Total Pageviews

Wednesday, February 18, 2009

Confidence Pays......in Billion$

While driving by the row of car dealers in my area, it's easy to see why automakers needed the multi-billion dollar bailout they received as their massive new car inventory sits in the rain; a sign of overzealous forecasting amidst a crashing economy.

The auto industry relies largely walk-in customers buying impulsively, but I don't see the necessity for dealerships to have every model they make, in every color, with every option package, all sitting on their lot. I suppose the automakers were either oblivious to the economic free fall which dominated headlines in every publication available, or ignored it completely. Reports have stated that CEO's and their excessive use of company perks are to blame. I'm bad with money too, but I've yet to receive money from taxpayers to resolve my shortcomings.

I've seen reports of automakers laying off employees by the thousands, while other companies close specific locations in an attempt to cut losses down.

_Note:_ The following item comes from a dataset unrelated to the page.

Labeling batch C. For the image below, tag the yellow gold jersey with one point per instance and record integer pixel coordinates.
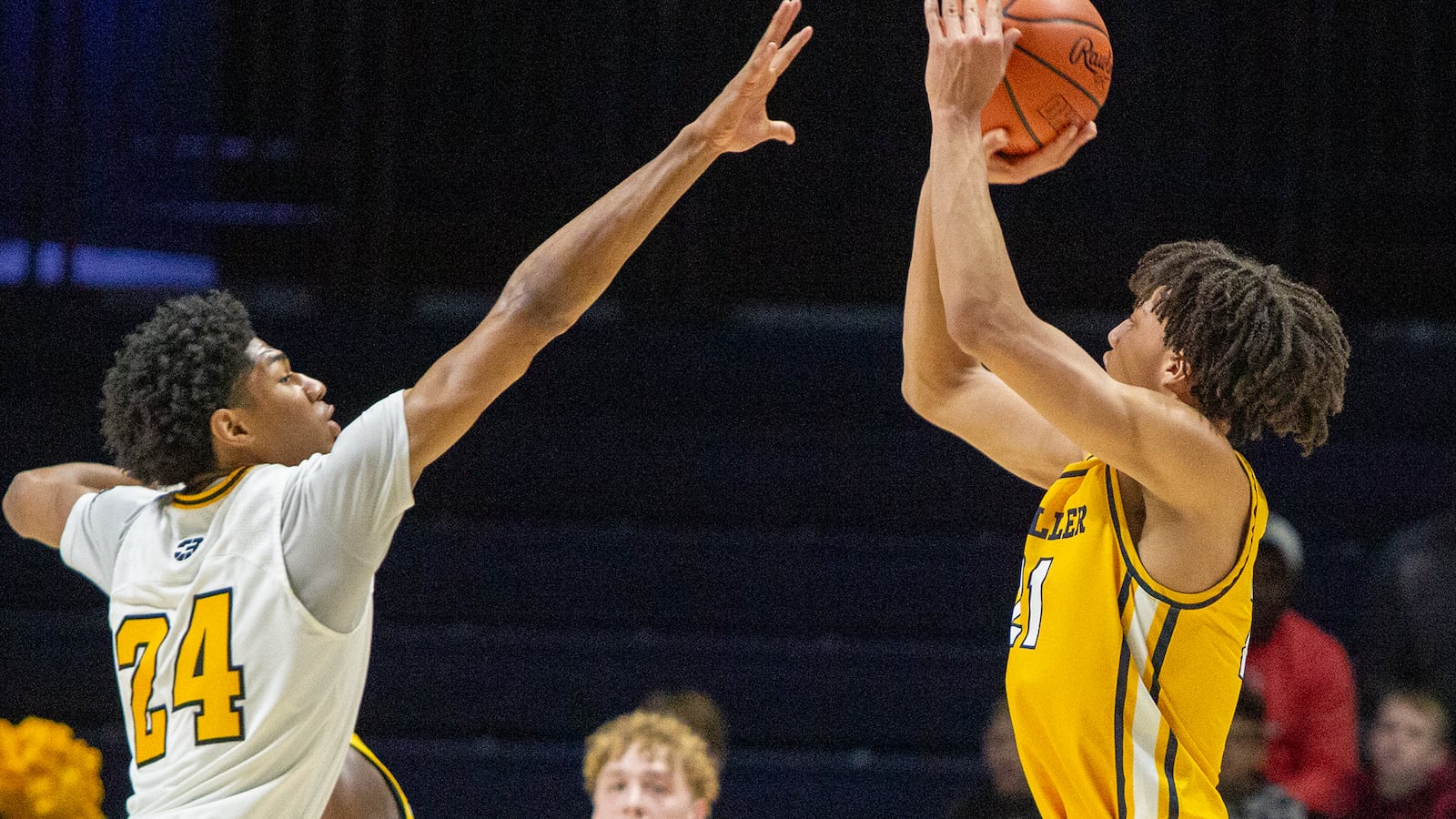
(1121, 690)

Perhaps if millions of dollars in new car inventory weren't sitting out in the rain, people would still have jobs, could still afford their mortgage and would still feel secure enough to do their part in boosting the economy and investing. Instead, the big shots of these car companies are taking vacations, using limousines to get from one place to another, and then getting it all paid for by YOU AND ME when the company's balance sheet dips into the red.

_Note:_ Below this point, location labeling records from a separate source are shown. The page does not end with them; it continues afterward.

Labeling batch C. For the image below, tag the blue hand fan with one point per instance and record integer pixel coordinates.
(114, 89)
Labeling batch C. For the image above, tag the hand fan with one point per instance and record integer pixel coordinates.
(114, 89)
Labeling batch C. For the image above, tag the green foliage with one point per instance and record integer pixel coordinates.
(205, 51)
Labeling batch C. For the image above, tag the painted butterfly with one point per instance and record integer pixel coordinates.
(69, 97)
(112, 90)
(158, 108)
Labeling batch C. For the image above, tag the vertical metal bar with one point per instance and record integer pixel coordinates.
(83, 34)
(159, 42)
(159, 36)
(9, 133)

I remember a store called Consumers from my early years, where everything was bought from a catalog and you basically walked up to a counter and picked up your item. Of course if the automakers only built cars to fill orders, they'd never survive. However, if an inventory cap were placed on dealerships, automakers would not have such a surplus of cars sitting on the lot which would mean much less impact if sales stop or slow down at any point. As a result, companies could afford to keep their employees on being that they don't have years' worth of salaries invested in rows of cars sitting on the back lot of dealerships everywhere.

I'm no expert in economics, but this is a simple matter of supply vs. demand and the anyone who's been paying attention to the economy during Bush's last years could easily see that demand went down as the recession continues. Now that these car companies got their massive stimulus package AKA bailout, it's time they take responsibility for their mistakes and end the greedy ways of thinking that got them into their situation.